I turned to him, pressing my face to the triangle of warm skin I’d uncovered as I’d begun unbuttoning his shirt. Just his presence was melting me like wax, and I kissed his chest. “I’m so sorry. How long ago was it?”

“Three years. They died in a plane crash. Their private jet. The rings we’re wearing? They were old ones they’d upgraded. That’s why I had them at all.”

I lifted my head. “Private jet?”

He nodded. “The
Maid
is my boat. Lisa’s house in Cliffside is my house. I’m actually annoyingly wealthy.”

I felt my eyes bug out. “And you were going to tell me when?”

“Now was always when I’d planned to tell you. After we were married. Because I wanted you to choose me for me.”

I had begun scooting away, and now my butt came up against the portholes. “You were worried I’d marry you for your money?” I snorted, feeling betrayed and insulted—and a tiny bit guilty, too, because I
had
judged him and I
had
wrestled with my goals and decided to pick him anyway.

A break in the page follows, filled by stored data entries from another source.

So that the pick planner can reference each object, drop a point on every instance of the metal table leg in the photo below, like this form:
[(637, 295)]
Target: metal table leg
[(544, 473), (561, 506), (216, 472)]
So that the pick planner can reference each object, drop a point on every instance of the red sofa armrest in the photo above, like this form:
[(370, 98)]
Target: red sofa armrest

Realizing I needn’t have worried about it made me mad. So did the fact that he’d thought it would be a major factor in whether or not I chose to be with him.

It was a factor, but not a major one. More bothersome to me had always been that Rafe wanted me to make such a big commitment with so little to go on and at such a young age.

Rafe was still trying to explain. “It wasn’t you. It was me. I was sick of the burden of being the only son of two powerful people with too much money. I loved my parents very much, but the pressure of managing everything after they died was just too much for me, I guess, and I wasn’t at all sure I wanted to live their lifestyle, the lifestyle I’d been groomed for. So I farmed the companies out to management and took the
Maid
out on a trip around the world. Everywhere I went, I challenged myself to survive without my family’s money. I went into each port wearing just the clothes on my back. I found work and made friends and got by, and along the way I began to find peace. I had a few trusty crewmates who’ve been with me forever who knew who I was; and, of course, Lisa knows.”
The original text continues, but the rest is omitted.